Is It Real? Or Is It... Page 2

However, in general, I feel that to deny the importance of an undeniable aspect of live sound—its time integrity across the whole audio band—is treading on dangerous ground: it cannot be denied that the transient impact of real sound is always lacking in reproduced.

In real life, all the frequency components making up a waveform arrive at the ears at the same time. In the bass, listening tests have shown that changing the time relationship of a low-frequency fundamental with respect to its harmonics—by a high-pass filter, for example—is audible. In fact, KEF's Laurie Fincham has hypothesized that it is the cumulative effect of all the high-pass filters between recording microphone and playback loudspeaker that leads to the fundamental difference between live and recorded sound. At higher frequencies, however, whenever listening tests have been carried out using continuous waveforms to investigate what happens when the time relationship between a fundamental and its harmonics is changed, it is found that people cannot detect even gross phase distortion. If the high-frequency components of a squarewave in the midband are rotated several times through 360°, the waveform is no longer recognizably square, yet the sound is apparently unchanged.

As it appears that the ear/brain acts as a wave analyzer, not as a waveform-shape detector, am I swimming against the tide of scientific opinion here?
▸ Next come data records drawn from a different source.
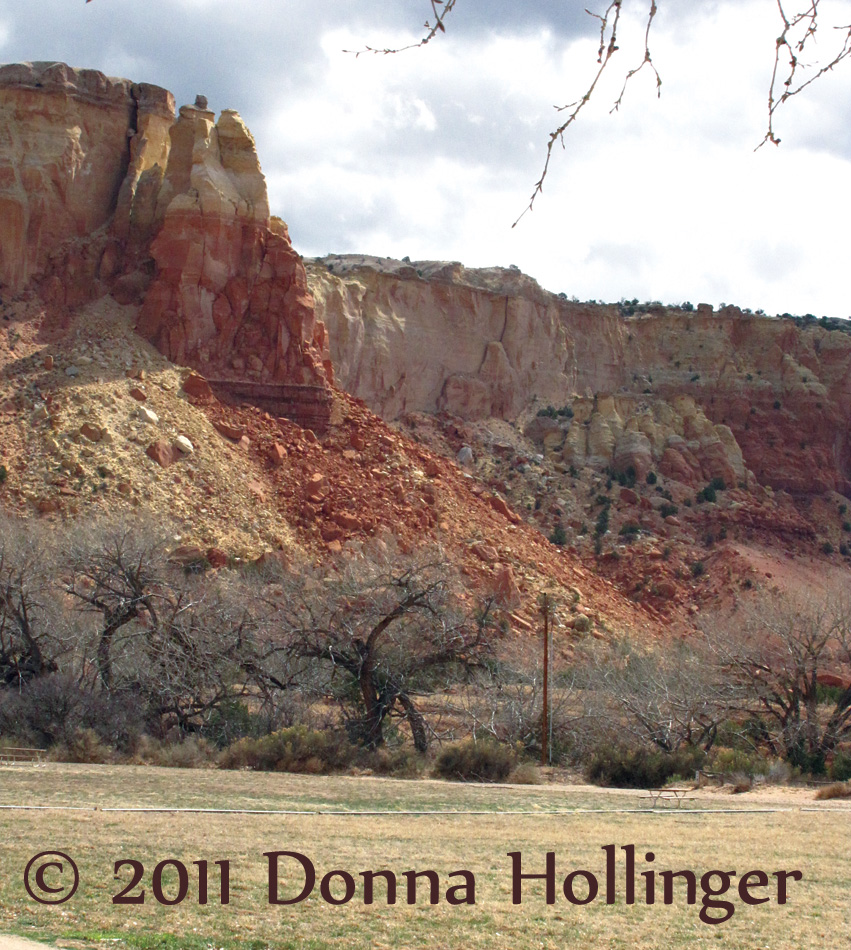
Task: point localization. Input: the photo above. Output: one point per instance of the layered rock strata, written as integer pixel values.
(101, 190)
(695, 394)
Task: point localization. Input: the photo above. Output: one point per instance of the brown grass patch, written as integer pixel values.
(816, 915)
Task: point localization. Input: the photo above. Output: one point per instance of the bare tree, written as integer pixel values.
(30, 643)
(799, 30)
(670, 695)
(391, 631)
(778, 651)
(117, 572)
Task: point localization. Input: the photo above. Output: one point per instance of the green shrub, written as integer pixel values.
(836, 790)
(194, 752)
(297, 749)
(84, 746)
(840, 769)
(640, 767)
(404, 762)
(739, 762)
(559, 536)
(475, 761)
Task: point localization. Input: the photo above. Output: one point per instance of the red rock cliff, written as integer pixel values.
(101, 190)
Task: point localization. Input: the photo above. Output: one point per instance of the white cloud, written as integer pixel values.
(433, 153)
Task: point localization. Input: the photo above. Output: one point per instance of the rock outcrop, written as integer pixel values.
(101, 191)
(230, 295)
(694, 394)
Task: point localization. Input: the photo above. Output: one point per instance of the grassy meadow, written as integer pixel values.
(728, 833)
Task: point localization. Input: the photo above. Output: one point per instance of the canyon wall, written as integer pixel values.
(694, 394)
(103, 190)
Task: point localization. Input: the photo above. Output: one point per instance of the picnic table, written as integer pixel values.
(668, 794)
(18, 754)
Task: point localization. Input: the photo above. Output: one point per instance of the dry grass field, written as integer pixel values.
(769, 831)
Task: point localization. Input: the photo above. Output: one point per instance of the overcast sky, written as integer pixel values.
(433, 153)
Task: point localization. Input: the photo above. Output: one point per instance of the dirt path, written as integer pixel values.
(21, 943)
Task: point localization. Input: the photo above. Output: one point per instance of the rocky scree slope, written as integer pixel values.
(120, 219)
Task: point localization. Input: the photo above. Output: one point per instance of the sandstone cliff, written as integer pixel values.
(694, 395)
(101, 190)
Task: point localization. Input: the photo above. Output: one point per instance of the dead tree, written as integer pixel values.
(386, 633)
(778, 651)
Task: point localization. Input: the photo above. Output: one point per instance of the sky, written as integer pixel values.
(433, 153)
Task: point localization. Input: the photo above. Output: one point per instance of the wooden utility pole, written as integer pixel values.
(545, 725)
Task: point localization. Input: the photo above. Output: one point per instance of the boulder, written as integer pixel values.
(164, 453)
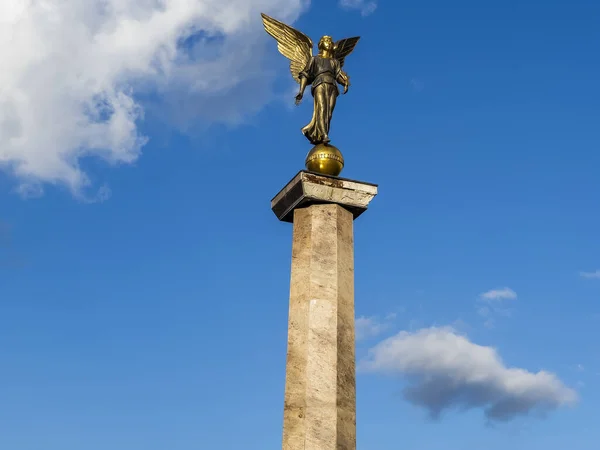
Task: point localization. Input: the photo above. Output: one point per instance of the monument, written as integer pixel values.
(320, 385)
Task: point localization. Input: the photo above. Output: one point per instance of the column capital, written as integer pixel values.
(310, 188)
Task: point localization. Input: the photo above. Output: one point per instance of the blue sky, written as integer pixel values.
(144, 285)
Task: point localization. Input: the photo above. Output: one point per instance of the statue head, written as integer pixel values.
(326, 45)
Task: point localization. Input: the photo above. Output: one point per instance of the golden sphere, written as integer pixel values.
(325, 159)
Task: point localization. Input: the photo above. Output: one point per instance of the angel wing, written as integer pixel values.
(291, 43)
(344, 47)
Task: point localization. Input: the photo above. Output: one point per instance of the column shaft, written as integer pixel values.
(320, 390)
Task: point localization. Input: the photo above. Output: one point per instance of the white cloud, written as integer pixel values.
(493, 305)
(365, 7)
(445, 370)
(499, 294)
(74, 73)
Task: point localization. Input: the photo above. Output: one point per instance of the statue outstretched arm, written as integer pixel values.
(343, 79)
(303, 83)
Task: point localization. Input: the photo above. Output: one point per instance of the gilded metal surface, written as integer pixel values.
(325, 159)
(322, 71)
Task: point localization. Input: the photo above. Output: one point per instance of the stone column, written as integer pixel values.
(320, 388)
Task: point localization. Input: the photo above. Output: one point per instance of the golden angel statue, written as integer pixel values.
(323, 72)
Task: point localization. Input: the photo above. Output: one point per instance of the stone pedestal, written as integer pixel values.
(320, 387)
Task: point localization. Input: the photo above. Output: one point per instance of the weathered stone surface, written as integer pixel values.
(320, 390)
(309, 188)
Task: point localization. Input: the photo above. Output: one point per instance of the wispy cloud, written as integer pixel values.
(78, 77)
(369, 327)
(499, 294)
(492, 303)
(365, 7)
(445, 371)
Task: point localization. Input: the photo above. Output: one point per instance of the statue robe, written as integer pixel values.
(323, 74)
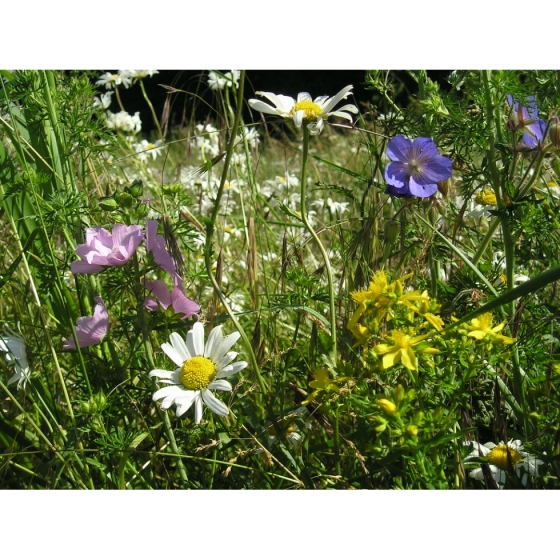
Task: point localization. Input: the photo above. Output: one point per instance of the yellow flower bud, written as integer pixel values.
(412, 430)
(388, 406)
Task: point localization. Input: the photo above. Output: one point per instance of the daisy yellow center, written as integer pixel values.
(197, 373)
(486, 198)
(498, 456)
(413, 166)
(311, 110)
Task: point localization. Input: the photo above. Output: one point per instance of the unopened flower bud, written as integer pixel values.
(100, 400)
(486, 197)
(108, 203)
(444, 187)
(554, 130)
(412, 430)
(391, 229)
(398, 393)
(388, 406)
(142, 210)
(124, 200)
(136, 189)
(172, 189)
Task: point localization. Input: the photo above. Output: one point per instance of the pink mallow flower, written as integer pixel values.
(103, 249)
(155, 244)
(90, 330)
(176, 299)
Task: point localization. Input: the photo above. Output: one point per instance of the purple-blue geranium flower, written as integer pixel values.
(103, 249)
(525, 119)
(415, 168)
(177, 299)
(90, 330)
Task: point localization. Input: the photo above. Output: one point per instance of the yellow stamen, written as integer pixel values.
(197, 373)
(486, 198)
(498, 456)
(312, 110)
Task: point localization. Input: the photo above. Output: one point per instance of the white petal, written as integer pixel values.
(220, 385)
(283, 103)
(333, 101)
(341, 115)
(179, 344)
(197, 408)
(350, 108)
(161, 373)
(215, 405)
(231, 369)
(262, 107)
(197, 339)
(225, 360)
(167, 402)
(172, 353)
(173, 390)
(320, 100)
(214, 340)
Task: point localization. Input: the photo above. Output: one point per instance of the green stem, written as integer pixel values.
(210, 234)
(149, 356)
(318, 241)
(154, 116)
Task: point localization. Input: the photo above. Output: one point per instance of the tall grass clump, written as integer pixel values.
(295, 292)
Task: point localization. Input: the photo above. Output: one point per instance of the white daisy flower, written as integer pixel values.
(134, 75)
(145, 148)
(123, 121)
(14, 346)
(113, 80)
(221, 81)
(504, 458)
(103, 101)
(200, 370)
(314, 113)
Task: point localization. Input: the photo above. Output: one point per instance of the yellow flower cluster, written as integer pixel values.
(384, 301)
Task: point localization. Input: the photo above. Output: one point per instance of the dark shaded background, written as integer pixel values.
(286, 82)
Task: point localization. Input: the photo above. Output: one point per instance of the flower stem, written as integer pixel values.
(210, 223)
(154, 116)
(150, 358)
(317, 240)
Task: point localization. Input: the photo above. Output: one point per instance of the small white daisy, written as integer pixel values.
(135, 75)
(314, 113)
(200, 370)
(113, 80)
(220, 81)
(289, 428)
(14, 346)
(145, 148)
(103, 101)
(503, 458)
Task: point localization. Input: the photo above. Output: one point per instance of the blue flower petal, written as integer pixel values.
(421, 191)
(437, 168)
(399, 149)
(398, 193)
(396, 174)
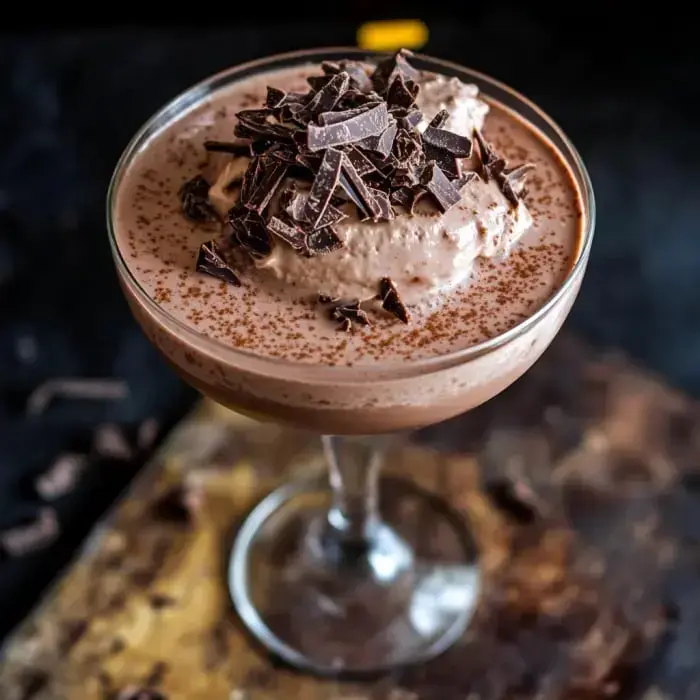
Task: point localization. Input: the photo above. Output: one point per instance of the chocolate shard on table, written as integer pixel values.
(391, 301)
(210, 261)
(194, 198)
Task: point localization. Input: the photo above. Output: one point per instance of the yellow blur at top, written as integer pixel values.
(392, 35)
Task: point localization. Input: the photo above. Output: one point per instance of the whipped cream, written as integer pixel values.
(425, 253)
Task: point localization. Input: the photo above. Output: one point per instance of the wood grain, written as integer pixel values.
(580, 483)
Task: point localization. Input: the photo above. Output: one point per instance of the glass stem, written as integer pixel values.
(353, 467)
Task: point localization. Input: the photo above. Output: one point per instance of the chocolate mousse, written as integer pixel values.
(381, 200)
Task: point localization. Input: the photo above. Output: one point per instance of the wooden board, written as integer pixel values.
(580, 483)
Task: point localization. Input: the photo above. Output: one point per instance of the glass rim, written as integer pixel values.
(173, 109)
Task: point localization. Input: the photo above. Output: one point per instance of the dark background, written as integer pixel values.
(623, 86)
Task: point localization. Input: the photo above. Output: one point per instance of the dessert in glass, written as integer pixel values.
(357, 245)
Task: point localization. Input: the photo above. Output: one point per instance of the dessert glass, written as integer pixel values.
(320, 574)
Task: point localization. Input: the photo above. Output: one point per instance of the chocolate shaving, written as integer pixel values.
(348, 313)
(269, 175)
(442, 190)
(210, 261)
(194, 196)
(324, 185)
(382, 143)
(357, 190)
(490, 164)
(382, 204)
(250, 233)
(402, 92)
(357, 73)
(61, 477)
(288, 232)
(235, 148)
(328, 95)
(322, 242)
(369, 123)
(135, 693)
(440, 119)
(391, 301)
(395, 65)
(326, 299)
(362, 164)
(455, 144)
(275, 98)
(328, 118)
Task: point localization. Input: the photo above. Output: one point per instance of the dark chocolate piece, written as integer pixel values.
(61, 477)
(250, 232)
(328, 118)
(136, 693)
(32, 536)
(357, 190)
(402, 92)
(369, 123)
(288, 232)
(324, 185)
(331, 216)
(440, 119)
(348, 313)
(322, 242)
(232, 147)
(455, 144)
(443, 191)
(327, 97)
(383, 205)
(210, 261)
(407, 148)
(396, 64)
(275, 98)
(359, 160)
(391, 301)
(359, 77)
(194, 195)
(382, 143)
(445, 160)
(269, 176)
(490, 165)
(326, 299)
(408, 197)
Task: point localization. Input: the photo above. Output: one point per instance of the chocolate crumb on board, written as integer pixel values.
(61, 477)
(348, 313)
(391, 301)
(210, 261)
(137, 693)
(33, 536)
(354, 136)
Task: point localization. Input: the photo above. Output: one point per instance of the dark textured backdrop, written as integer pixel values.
(623, 88)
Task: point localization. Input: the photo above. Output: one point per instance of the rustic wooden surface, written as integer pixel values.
(581, 483)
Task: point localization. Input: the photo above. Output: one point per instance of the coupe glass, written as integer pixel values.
(319, 573)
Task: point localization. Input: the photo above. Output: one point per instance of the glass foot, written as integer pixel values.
(328, 608)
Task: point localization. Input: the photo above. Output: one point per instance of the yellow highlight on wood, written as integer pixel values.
(392, 35)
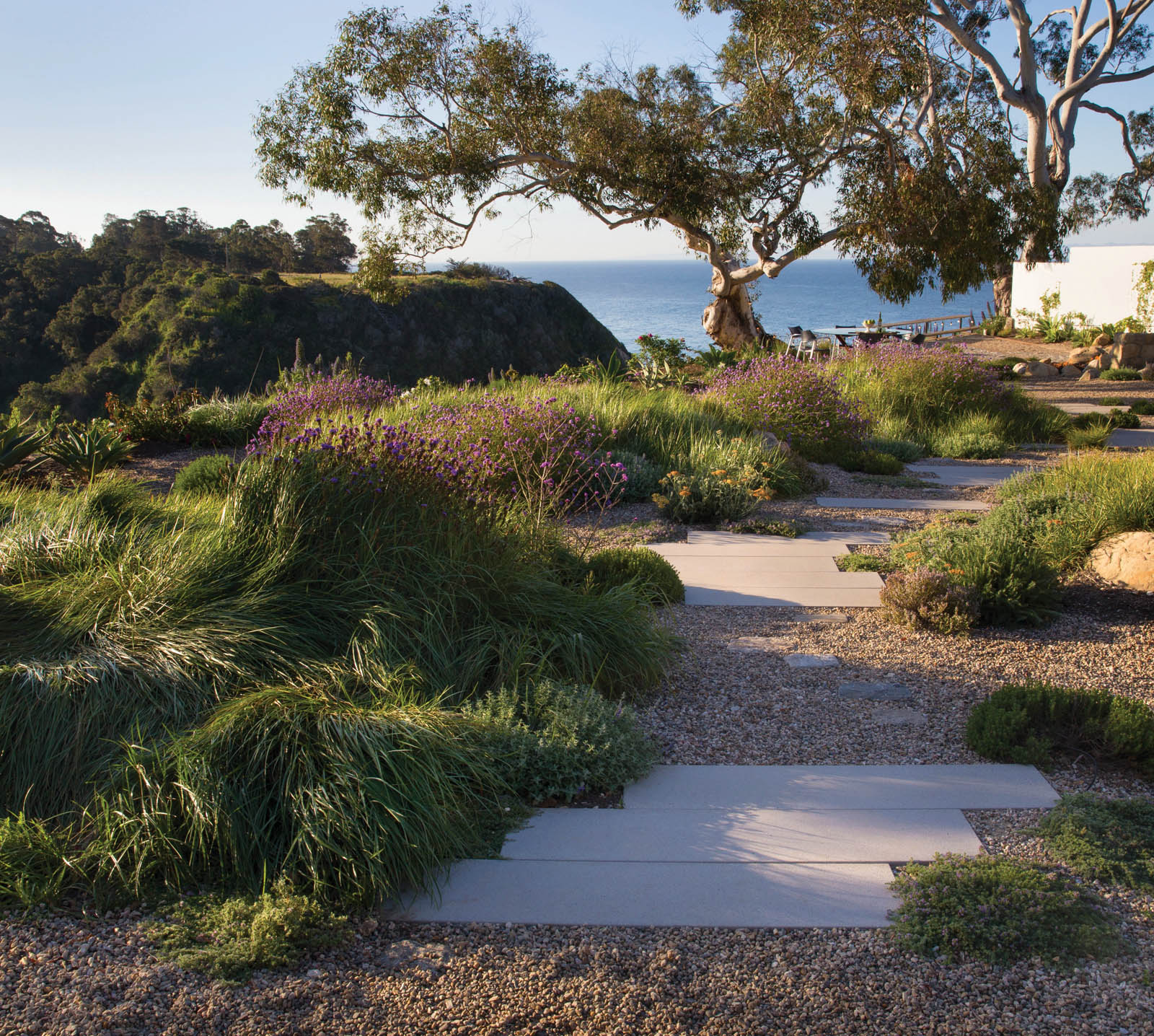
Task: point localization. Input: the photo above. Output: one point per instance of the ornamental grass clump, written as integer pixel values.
(1111, 841)
(796, 402)
(997, 910)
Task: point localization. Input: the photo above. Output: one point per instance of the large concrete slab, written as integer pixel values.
(742, 835)
(877, 504)
(817, 537)
(752, 547)
(736, 566)
(767, 578)
(1132, 439)
(798, 598)
(697, 895)
(967, 475)
(967, 787)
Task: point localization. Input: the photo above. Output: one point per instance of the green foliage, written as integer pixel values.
(871, 462)
(653, 350)
(1031, 722)
(558, 741)
(32, 862)
(651, 574)
(925, 599)
(1008, 575)
(349, 799)
(87, 452)
(905, 450)
(1121, 374)
(873, 563)
(231, 938)
(997, 910)
(17, 443)
(165, 421)
(642, 477)
(205, 477)
(1109, 841)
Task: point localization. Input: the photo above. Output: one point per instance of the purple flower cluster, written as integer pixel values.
(796, 402)
(488, 454)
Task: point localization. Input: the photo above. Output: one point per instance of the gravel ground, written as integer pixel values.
(80, 974)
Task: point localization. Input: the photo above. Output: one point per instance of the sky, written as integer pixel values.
(128, 105)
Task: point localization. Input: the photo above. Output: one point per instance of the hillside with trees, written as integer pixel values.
(157, 304)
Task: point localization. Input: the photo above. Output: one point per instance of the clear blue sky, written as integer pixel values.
(131, 105)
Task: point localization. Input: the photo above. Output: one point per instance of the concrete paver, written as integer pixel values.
(695, 895)
(966, 787)
(749, 835)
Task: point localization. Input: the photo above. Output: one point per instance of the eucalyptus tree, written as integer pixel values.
(432, 123)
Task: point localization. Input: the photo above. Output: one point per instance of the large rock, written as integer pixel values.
(1127, 558)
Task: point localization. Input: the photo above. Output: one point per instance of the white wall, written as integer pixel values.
(1099, 281)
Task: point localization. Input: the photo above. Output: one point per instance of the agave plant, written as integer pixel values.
(88, 452)
(19, 442)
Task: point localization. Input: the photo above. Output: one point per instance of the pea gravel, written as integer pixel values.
(63, 974)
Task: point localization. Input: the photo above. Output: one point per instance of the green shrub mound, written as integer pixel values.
(231, 938)
(205, 477)
(927, 600)
(558, 741)
(1121, 374)
(1031, 722)
(1106, 840)
(905, 450)
(871, 462)
(996, 910)
(348, 799)
(646, 569)
(642, 477)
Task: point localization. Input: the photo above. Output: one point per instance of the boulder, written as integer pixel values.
(1127, 558)
(1084, 356)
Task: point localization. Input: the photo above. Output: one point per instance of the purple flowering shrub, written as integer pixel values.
(540, 458)
(925, 385)
(799, 403)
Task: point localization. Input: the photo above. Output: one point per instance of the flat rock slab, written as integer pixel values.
(761, 645)
(969, 475)
(858, 689)
(811, 662)
(742, 835)
(1132, 439)
(877, 504)
(1088, 408)
(782, 598)
(692, 895)
(964, 787)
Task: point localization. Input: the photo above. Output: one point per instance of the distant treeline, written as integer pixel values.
(162, 302)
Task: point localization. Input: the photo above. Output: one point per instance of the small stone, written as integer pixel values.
(899, 718)
(860, 689)
(811, 662)
(821, 616)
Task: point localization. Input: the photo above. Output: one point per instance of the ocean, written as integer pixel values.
(667, 297)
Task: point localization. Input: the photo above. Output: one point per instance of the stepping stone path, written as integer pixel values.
(732, 846)
(881, 504)
(721, 568)
(1131, 439)
(966, 475)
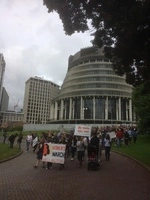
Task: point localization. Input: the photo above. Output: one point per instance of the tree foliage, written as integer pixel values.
(141, 102)
(121, 26)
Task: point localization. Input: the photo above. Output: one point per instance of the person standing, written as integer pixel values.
(95, 141)
(73, 146)
(80, 150)
(19, 140)
(39, 152)
(107, 145)
(119, 136)
(28, 141)
(5, 136)
(134, 135)
(126, 138)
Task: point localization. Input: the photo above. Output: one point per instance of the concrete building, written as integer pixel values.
(4, 100)
(2, 71)
(11, 117)
(92, 93)
(37, 100)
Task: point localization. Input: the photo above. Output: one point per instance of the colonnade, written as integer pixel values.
(103, 108)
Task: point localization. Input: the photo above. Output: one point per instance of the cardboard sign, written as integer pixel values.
(82, 130)
(54, 153)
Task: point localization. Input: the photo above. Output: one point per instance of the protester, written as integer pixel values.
(5, 136)
(126, 138)
(107, 147)
(80, 150)
(134, 134)
(95, 141)
(100, 147)
(28, 141)
(119, 136)
(39, 151)
(12, 140)
(73, 147)
(19, 140)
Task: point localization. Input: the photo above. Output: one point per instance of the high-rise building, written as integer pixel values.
(92, 92)
(37, 100)
(2, 71)
(4, 100)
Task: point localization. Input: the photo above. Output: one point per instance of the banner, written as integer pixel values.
(82, 130)
(35, 141)
(112, 134)
(54, 153)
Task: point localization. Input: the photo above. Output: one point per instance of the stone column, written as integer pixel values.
(56, 109)
(119, 108)
(61, 109)
(94, 107)
(106, 108)
(70, 109)
(130, 110)
(127, 110)
(52, 112)
(81, 108)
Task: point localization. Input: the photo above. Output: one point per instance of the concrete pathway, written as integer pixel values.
(117, 179)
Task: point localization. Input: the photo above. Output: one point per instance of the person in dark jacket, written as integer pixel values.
(19, 140)
(95, 141)
(12, 140)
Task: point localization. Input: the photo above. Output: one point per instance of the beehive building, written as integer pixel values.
(92, 93)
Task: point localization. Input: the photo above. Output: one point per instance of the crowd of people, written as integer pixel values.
(77, 146)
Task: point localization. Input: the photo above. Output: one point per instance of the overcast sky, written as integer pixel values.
(34, 43)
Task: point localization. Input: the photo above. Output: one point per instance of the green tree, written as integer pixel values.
(141, 102)
(121, 26)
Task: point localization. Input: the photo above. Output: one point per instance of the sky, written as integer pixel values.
(34, 43)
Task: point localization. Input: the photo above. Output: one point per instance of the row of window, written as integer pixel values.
(91, 72)
(94, 85)
(96, 93)
(95, 78)
(88, 61)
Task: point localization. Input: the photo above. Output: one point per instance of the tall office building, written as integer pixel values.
(92, 93)
(37, 100)
(4, 100)
(2, 71)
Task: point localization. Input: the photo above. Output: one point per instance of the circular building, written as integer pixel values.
(92, 92)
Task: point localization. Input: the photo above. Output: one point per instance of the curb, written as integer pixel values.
(12, 157)
(138, 162)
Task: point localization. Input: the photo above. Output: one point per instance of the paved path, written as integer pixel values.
(117, 179)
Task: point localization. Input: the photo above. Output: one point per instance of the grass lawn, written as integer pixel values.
(7, 152)
(140, 151)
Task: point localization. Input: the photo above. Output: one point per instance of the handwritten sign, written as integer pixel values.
(54, 153)
(82, 130)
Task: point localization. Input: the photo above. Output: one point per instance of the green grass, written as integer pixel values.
(6, 152)
(140, 151)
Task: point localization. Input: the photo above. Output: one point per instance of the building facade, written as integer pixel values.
(92, 93)
(2, 71)
(4, 100)
(37, 100)
(11, 117)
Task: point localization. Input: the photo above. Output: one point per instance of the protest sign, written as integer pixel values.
(112, 134)
(54, 153)
(35, 141)
(82, 130)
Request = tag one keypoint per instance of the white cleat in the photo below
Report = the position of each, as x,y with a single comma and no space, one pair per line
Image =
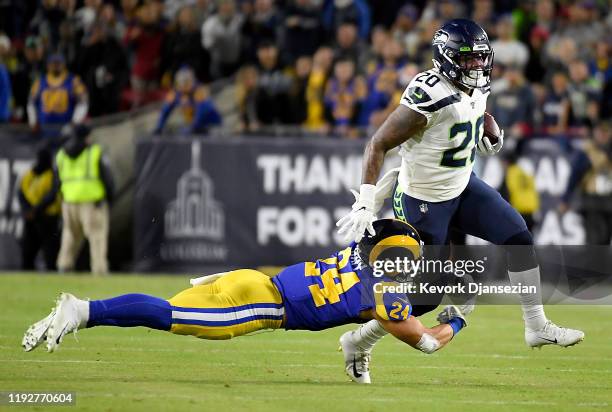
356,360
37,333
66,320
552,334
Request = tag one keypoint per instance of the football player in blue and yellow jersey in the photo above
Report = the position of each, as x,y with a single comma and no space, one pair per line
57,98
341,289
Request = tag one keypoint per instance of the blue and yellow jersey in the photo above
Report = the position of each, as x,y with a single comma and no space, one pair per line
56,97
333,291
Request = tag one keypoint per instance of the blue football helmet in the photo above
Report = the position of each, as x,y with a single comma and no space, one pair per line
462,52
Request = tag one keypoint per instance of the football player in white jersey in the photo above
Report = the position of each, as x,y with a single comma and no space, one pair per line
438,126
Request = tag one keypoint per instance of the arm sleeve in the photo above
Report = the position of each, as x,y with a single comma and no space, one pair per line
5,94
107,179
32,100
580,166
364,19
50,197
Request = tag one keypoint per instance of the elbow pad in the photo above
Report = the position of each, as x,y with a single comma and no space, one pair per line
428,344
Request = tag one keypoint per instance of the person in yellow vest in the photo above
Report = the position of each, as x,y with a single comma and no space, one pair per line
41,207
86,185
520,191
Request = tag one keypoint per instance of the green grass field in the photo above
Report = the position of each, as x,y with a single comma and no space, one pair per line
487,366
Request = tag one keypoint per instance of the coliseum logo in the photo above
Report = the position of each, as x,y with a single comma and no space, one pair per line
195,213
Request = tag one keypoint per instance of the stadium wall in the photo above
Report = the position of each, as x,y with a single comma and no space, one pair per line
268,201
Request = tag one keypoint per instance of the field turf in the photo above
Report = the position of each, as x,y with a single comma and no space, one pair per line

A genuflection to Fourier aside, music is not made up of the continuous waveforms beloved by test-bench engineers. Rather, it consists of an instantaneous sound pressure level which changes according to the logical demands of two things which have no physical reality: the way in which music is structured in time and pitch, and how that structure is ordered by the composer/musician. The causal relationship between the sound-pressure level at any one instant and the next is thus considerably more complex than that typical of continuous test waveforms.

The waveform which one sees on, for example, an oscilloscope screen, is merely the necessary physical carrier, the continuous-waveform "scaffolding," for the musical reality. Engineers measure the properties of this waveform, assuming that if the carrier is perfect, then so will be the music. But as a carrier, by definition, cannot in itself carry any information, the properties of the music must be more than the properties of the carrier. This will be self-evident if you consider that you could measure every physical aspect of a performance of, say, a Beethoven piano sonata, but even if you spent the next ten years analyzing the data, you would still not know whether the performance was outstanding or merely competent.

I first heard this multidimensional nature of the reproduction of music described by Richard Heyser, loudspeaker reviewer for Audio magazine, President-Elect of the Audio Engineering Society, the onlie begetter of Time Delay Spectrometry, and fulltime physicist/mathematician at JPL, who tragically died of cancer in March 1987. I had not known that Heyser was terminally ill when he presented two papers from his hospital bed at the Los Angeles AES Convention last November, but was puzzled by his impatience at the tardiness with which his ideas were being taken up and expanded upon by other workers. Now, sadly, his impatience is only too understandable. A talk presented by Heyser to the London branch of the AES in March 1986 had been a formative experience: I felt like a child who had been led up to a closed door by an adult and then made aware of the existence of incomprehensible wonders on the other side. Richard Heyser will be sorely missed.

In his London talk, Heyser had explained that when it came to correlating what is heard with what is measured, "There are a lot of loose ends!" When it comes to examining why recorded sound is fundamentally different from live sound, I feel that inconvenient loose ends should not be ignored. Live sound is free from high-Q resonant problems, has phase integrity from DC to above the limit of human hearing, is distinguished by unambiguous imaging, and has a dynamic range greater than any recording system. When you read that one or all of these things is not important to reproduced sound, I suggest you look at the reasons why the author has said what he's said. Accept it on a temporary basis if there is no alternative—hardly any loudspeakers are phase-coherent, for example—but reserve judgment regarding its ultimate irrelevance.

If there is to be any chance of reproduced sound getting closer to the real thing, we should preserve a healthy scepticism. To paraphrase Arthur C. Clarke, "When a distinguished scientist states that something doesn't matter, he is very probably wrong."